The show has an entirely sung-through score which means that much of it just seems downright bizarre. Whilst Italian opera can pull of the most mundane of lyrics in recitative on account of its florid language, here nothing can be disguised. “No-ah, you shouldn’t leeeeeeave change in your po-ckets.” You find yourself singing your way through interval conversations. “Yes, I think’s it’s veeeeery good, do-n’t yooooou?”
Nevertheless, the arias (if we can call them that in this context) are often pure beauty and there are ensemble numbers whose stirring rhythms make your stomach feel like the washing machine on stage. All the cast appear to have barrel-like lungs, and some vocal highlights come from Clive Rowe (whose one song as the Bus Driver cannot help but remind us of Paul Robeson’s Ol’ Man River) and also from Malinda Parris as, yes, you guessed it, the Washing Machine. Even the young scrawny Noah, the only white member of the cast, holds his own against these full-blooded gospel tones.

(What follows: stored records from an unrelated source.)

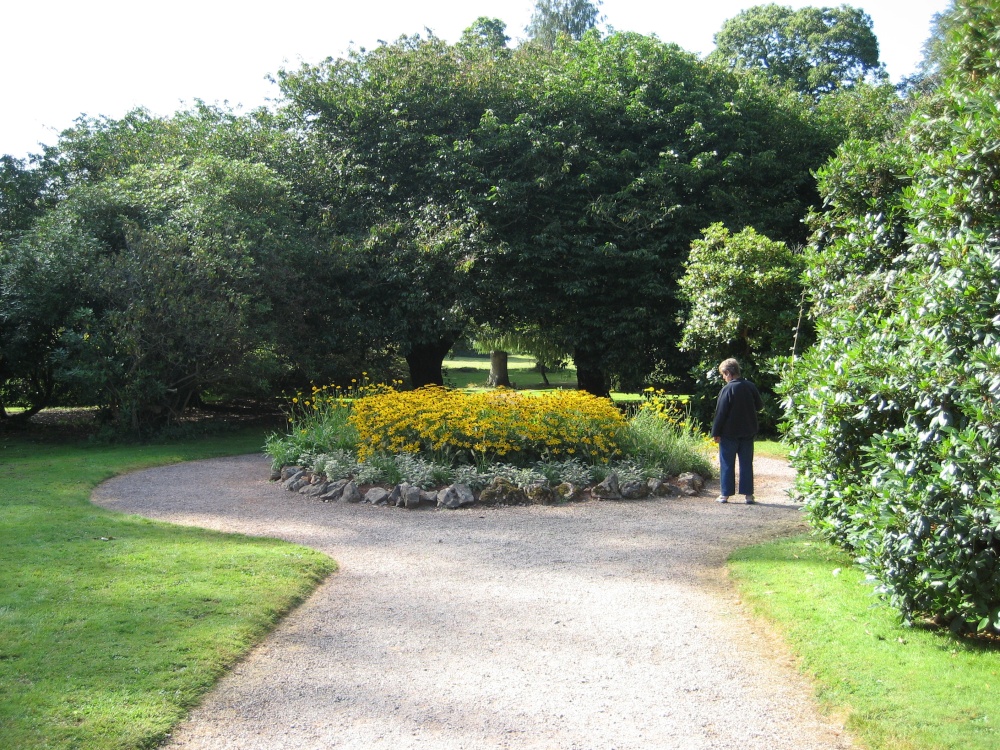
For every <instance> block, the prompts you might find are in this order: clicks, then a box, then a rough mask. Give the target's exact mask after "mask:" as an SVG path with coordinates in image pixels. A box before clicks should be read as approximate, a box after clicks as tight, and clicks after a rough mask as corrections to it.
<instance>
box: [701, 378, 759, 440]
mask: <svg viewBox="0 0 1000 750" xmlns="http://www.w3.org/2000/svg"><path fill="white" fill-rule="evenodd" d="M762 408H764V402H763V401H761V398H760V391H758V390H757V386H755V385H754V384H753V383H751V382H750V381H749V380H746V379H745V378H737V379H736V380H731V381H730V382H728V383H726V385H725V387H724V388H723V389H722V390H721V391H719V402H718V404H717V405H716V407H715V420H714V421H713V422H712V437H726V438H743V437H753V436H754V435H756V434H757V412H758V411H760V410H761V409H762Z"/></svg>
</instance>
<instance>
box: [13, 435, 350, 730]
mask: <svg viewBox="0 0 1000 750" xmlns="http://www.w3.org/2000/svg"><path fill="white" fill-rule="evenodd" d="M260 440H261V435H260V432H259V431H252V432H243V433H235V434H231V435H230V436H228V437H225V438H220V437H219V436H215V437H213V439H212V440H210V441H205V440H199V441H185V442H183V443H177V442H175V443H171V444H147V445H144V446H142V447H136V446H128V447H122V446H116V447H95V446H90V447H80V446H77V445H70V444H66V443H65V442H62V441H53V440H52V439H49V438H46V437H45V436H44V435H39V434H38V433H37V432H28V433H26V434H25V433H18V436H17V437H14V436H13V435H12V434H11V433H0V456H2V459H0V630H2V632H3V638H2V639H0V746H2V747H5V748H42V747H45V748H65V749H66V750H69V748H140V747H154V746H156V745H158V744H159V743H160V742H162V741H163V740H164V738H165V737H166V735H167V733H168V732H169V730H170V728H171V727H172V726H173V725H175V724H176V723H177V722H178V721H180V720H181V719H182V718H183V717H184V715H185V714H186V712H187V711H189V710H190V709H191V708H192V707H193V706H195V705H196V704H197V703H198V702H199V701H200V700H201V698H202V697H203V696H204V694H205V692H206V691H207V690H208V689H209V688H210V687H211V686H212V684H213V683H214V682H215V681H216V679H218V677H219V676H220V675H221V674H222V673H223V672H224V671H225V670H227V669H228V668H230V667H231V666H232V665H233V664H235V663H236V662H238V660H239V659H240V658H241V657H242V656H243V655H244V654H246V653H247V651H248V650H249V649H250V648H252V646H253V645H254V644H255V643H257V642H259V641H260V639H261V638H262V637H263V636H264V634H266V633H267V632H268V631H269V630H270V629H271V628H272V627H273V626H274V624H275V622H276V621H277V620H278V619H279V618H280V617H281V616H282V614H284V613H285V612H287V611H288V610H289V609H290V608H292V607H294V606H295V605H296V604H297V603H298V602H300V601H302V599H304V598H305V597H306V596H308V594H309V593H310V592H311V591H312V590H313V589H314V588H315V586H316V585H317V583H318V582H319V581H320V580H322V578H324V577H325V576H326V575H327V574H328V573H330V572H331V570H333V569H334V567H335V566H334V564H333V562H332V561H331V560H330V559H329V558H328V557H326V556H325V555H323V554H321V553H318V552H315V551H313V550H308V549H304V548H302V547H297V546H294V545H289V544H286V543H284V542H278V541H275V540H269V539H254V538H249V537H241V536H233V535H225V534H218V533H215V532H210V531H205V530H202V529H192V528H181V527H176V526H169V525H167V524H162V523H154V522H151V521H147V520H144V519H141V518H138V517H137V516H126V515H123V514H120V513H111V512H108V511H105V510H102V509H100V508H96V507H94V506H93V505H92V504H91V503H90V502H89V501H88V498H89V495H90V491H91V490H92V489H93V488H94V487H95V486H96V485H97V484H98V483H99V482H101V481H103V480H105V479H107V478H109V477H111V476H113V475H115V474H118V473H121V472H124V471H129V470H136V469H140V468H148V467H151V466H157V465H164V464H169V463H176V462H178V461H184V460H192V459H197V458H209V457H212V456H218V455H232V454H238V453H247V452H250V451H253V450H256V449H258V448H259V445H260ZM40 476H44V477H45V481H44V482H43V483H40V482H39V481H38V478H39V477H40Z"/></svg>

There is something heart-warmingly home-spun about this musical without anything being the least bit ropey. Perhaps it’s the three glamorous radio singers who narrate the show, popping up at the most ill-fitting moments with their deliciously crunchy close-harmonies. Or perhaps it’s the simplicity of the set which interlocks like a neat five-piece jigsaw, illuminated at the back by a huge, milky orb, from which Angela M Caesar sings as the very voluptuous Moon.
I am not entirely sure why Tonya Pinkins won Best Actress for her Caroline. I find her just that little bit too consistently grumpy and question why Noah has such a devout affection for her, like an undiscriminating, loyal puppy. Even her voice betrays signs of the show’s closing week, with very telling cracks.
Generally though, this is an extremely innovative contribution to the library of musicals (although I can’t see it being put on much because of the vocal demands on the cast). Just don’t go expecting a political commentary on 1960s black America. You won’t get it, but you’ll surely enough be an expert at working washing machines.